From what I can see, there are no practical effects to giving homosexuals the right to enter into the same kind of marital contracts that heterosexuals enter into. It’s just that word. The courts have already determined that allowing that one word to define homosexual unions is consistent with equal treatment under the law. That seems reasonable to me. Some of my good friends are gay, and they have written extensively about why this issue is important to them (see Todd’s Hammer, Sideon’s Sanctuary, and a new blog I just discovered, Yes I Am).
I completely understand where my friends are coming from. The judicial branch of government has confirmed that they have a right to marry (and call it a marriage), and yet certain groups are trying to take that right away. An analogy would be that after the Civil Rights movement of the 1950s and 1960s, white Americans banded together to amend the Constitution to provide for discrimination against non-whites.

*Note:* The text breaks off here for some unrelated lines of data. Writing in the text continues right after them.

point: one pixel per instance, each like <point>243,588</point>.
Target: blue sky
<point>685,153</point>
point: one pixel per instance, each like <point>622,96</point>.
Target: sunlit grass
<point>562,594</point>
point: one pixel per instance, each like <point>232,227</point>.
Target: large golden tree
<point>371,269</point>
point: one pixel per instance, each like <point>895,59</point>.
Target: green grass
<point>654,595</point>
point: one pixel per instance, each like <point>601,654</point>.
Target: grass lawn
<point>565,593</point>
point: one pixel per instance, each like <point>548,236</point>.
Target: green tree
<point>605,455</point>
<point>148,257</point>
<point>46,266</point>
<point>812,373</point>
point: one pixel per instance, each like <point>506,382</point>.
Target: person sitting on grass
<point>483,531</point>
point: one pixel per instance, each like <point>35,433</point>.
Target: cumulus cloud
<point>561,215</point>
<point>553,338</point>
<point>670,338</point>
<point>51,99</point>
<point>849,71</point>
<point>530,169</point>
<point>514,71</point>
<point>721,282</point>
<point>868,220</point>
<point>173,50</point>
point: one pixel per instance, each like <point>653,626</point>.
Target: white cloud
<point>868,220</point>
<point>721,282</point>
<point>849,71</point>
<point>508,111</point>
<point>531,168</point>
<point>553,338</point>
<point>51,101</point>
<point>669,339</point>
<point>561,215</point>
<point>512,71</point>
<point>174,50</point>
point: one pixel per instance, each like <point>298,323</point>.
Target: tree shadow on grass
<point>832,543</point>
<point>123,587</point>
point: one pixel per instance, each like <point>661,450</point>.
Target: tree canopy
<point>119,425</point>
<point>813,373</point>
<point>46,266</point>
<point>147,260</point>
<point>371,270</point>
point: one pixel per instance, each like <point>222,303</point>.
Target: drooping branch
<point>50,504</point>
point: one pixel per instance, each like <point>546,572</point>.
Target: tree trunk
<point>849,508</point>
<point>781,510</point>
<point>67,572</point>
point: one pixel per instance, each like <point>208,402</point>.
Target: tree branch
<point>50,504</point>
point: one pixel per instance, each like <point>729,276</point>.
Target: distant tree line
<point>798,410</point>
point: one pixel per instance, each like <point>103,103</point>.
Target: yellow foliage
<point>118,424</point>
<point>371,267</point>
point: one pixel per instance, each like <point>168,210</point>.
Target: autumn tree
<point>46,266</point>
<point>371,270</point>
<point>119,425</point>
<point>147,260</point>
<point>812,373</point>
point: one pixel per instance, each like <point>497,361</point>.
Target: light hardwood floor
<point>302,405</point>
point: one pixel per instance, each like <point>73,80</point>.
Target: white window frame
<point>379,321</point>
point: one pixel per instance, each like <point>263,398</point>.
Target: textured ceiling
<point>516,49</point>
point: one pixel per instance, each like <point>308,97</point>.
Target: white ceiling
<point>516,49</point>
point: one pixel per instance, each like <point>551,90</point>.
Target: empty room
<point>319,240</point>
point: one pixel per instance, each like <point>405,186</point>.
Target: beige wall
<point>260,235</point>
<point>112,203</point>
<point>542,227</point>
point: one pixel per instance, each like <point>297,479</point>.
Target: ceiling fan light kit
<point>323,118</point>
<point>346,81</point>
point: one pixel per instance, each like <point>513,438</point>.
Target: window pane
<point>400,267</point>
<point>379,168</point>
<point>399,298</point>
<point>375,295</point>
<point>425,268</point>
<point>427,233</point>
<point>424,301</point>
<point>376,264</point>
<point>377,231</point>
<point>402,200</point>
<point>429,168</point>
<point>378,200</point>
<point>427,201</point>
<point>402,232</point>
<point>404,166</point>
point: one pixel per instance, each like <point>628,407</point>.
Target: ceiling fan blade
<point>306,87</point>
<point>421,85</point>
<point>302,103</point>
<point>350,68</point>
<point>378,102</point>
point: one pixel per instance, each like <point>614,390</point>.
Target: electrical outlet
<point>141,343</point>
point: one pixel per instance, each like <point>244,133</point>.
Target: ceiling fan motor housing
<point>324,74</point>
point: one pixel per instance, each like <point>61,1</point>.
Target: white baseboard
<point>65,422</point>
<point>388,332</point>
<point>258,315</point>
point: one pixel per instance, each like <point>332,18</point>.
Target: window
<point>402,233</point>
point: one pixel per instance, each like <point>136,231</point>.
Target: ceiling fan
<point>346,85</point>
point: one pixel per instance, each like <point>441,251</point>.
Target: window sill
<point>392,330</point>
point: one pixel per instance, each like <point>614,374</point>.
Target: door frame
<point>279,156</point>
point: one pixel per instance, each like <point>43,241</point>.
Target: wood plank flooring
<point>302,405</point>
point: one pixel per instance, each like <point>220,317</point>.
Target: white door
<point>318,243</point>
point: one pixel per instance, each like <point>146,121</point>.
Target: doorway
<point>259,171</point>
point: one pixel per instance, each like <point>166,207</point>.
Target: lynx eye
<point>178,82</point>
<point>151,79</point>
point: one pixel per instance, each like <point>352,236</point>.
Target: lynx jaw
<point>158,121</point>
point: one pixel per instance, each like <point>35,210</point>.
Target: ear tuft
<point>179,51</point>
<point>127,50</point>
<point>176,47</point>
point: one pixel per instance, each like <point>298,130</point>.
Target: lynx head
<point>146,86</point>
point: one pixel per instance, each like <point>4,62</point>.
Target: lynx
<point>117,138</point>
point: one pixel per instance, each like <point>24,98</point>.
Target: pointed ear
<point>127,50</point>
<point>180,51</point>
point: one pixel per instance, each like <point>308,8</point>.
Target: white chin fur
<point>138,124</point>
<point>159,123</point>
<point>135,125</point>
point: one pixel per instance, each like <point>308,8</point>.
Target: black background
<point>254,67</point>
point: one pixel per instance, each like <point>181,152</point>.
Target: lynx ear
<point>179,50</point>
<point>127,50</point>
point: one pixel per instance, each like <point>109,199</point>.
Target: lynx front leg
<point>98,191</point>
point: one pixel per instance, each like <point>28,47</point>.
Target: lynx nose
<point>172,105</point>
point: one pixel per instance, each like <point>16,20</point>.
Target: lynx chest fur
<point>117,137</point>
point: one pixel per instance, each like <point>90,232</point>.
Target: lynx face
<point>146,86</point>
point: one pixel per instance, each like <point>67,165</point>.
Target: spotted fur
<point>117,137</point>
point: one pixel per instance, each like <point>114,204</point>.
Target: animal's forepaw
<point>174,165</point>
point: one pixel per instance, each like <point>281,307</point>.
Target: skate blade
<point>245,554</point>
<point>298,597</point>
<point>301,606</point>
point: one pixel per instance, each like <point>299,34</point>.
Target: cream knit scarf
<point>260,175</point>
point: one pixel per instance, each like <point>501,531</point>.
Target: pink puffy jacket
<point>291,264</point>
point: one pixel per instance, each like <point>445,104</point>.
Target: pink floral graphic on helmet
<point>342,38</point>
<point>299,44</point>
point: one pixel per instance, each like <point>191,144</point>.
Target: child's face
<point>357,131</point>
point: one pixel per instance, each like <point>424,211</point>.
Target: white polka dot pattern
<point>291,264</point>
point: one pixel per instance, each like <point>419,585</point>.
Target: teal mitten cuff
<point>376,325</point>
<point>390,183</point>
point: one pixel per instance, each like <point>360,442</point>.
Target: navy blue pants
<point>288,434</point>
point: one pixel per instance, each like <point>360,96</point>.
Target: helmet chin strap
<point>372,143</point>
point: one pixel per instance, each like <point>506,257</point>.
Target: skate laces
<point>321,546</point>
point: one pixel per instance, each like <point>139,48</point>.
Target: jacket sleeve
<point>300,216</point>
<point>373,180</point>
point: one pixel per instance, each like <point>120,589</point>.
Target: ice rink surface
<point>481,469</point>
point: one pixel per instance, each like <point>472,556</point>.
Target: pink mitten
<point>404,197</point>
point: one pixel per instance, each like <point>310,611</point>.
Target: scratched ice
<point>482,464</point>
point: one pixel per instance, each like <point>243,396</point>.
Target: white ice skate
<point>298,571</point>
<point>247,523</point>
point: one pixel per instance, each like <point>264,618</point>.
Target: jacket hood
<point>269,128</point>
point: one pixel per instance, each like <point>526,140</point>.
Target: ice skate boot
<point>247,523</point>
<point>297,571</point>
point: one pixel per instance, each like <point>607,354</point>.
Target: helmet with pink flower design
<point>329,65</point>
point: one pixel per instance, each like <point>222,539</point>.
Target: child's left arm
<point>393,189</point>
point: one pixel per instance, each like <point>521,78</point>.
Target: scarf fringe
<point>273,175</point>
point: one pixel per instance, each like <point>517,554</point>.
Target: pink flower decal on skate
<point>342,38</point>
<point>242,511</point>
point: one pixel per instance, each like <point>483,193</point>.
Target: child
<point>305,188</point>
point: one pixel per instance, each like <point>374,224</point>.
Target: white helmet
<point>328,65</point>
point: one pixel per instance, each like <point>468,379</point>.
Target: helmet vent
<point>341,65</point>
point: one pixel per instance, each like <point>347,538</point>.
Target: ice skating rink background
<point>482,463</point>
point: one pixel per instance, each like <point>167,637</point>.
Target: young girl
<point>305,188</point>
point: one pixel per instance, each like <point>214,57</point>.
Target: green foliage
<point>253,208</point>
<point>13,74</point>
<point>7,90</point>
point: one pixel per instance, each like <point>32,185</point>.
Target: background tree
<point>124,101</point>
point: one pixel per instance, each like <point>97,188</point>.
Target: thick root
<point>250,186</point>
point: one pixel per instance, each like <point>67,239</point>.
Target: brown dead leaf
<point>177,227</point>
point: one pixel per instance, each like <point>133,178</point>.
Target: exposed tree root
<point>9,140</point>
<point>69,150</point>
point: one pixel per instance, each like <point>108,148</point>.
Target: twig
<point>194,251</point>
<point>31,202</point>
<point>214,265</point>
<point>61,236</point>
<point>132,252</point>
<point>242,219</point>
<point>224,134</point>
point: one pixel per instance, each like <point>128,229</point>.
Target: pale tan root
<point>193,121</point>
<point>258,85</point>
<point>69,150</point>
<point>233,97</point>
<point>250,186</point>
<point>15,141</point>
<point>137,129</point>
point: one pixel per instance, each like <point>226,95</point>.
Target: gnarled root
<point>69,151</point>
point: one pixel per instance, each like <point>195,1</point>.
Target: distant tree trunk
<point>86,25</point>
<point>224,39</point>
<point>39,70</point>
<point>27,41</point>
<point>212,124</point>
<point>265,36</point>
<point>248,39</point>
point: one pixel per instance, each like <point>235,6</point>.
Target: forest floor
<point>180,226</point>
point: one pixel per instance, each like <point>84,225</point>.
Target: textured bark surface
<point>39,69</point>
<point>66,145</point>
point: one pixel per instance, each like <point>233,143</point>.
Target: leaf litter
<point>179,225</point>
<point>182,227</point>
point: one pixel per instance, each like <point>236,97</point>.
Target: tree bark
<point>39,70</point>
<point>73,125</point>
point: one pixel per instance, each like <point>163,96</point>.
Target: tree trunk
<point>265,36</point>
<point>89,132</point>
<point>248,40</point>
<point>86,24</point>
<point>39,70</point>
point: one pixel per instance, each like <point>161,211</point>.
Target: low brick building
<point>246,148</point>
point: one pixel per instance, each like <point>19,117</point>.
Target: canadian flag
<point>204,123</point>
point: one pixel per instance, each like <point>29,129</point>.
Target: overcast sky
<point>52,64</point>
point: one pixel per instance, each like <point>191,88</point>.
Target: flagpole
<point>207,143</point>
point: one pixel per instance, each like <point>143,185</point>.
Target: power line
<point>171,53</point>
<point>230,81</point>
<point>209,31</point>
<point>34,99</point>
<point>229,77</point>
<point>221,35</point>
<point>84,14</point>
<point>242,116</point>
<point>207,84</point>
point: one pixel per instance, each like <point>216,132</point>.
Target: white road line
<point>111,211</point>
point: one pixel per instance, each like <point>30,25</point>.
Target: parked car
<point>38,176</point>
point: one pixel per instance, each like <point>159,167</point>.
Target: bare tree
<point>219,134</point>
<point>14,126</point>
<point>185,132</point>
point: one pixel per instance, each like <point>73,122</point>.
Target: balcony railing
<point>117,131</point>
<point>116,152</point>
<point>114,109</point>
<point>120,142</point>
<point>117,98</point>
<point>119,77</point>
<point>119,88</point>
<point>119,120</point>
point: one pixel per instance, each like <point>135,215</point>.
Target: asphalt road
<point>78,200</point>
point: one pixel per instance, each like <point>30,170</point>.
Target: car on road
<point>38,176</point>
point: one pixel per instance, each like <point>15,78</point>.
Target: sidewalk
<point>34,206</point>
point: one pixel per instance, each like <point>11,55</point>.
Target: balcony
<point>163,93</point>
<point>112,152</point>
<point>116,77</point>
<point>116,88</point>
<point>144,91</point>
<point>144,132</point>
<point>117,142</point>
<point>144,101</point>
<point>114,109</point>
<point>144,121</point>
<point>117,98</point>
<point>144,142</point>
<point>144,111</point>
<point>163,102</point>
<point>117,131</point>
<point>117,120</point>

So, what is it about that word that gets people so upset? I don’t need to mention that it’s a little hypocritical for Mormons to insist on a “one man, one woman” definition of marriage. For many years the federal government put a lot of pressure on the LDS church over its practice of non-traditional, polygamous marriage. But now they find themselves “defending” the use of a word because they don’t like the idea of a despised group co-opting “their” word.
Honestly, this whole business reminds me of the “coloreds” in South Africa. I’m not talking about black Africans, who were denied basic human rights, but rather I mean those of non-white races (Indians, Filipinos, and mixed-race people) who were sort of in a weird limbo: not being black, they weren’t as disdained as the African majority, but not being white, they were not granted the same political and social status as whites. That’s sort of what our society has done with homosexuality. The public face of Mormonism is tolerant, for the most part, but in private people disdain and joke about gays and lesbians. If nothing else, the fight over Prop. 8 is pushing some of the private into the public eye.
I suspect that some day soon the idea of discriminating against same-sex marriage will be treated with the same bemused puzzlement that we now feel when we think of whites-only drinking fountains. And everyone will know what most of us already know: the LDS church is on the wrong side of this issue.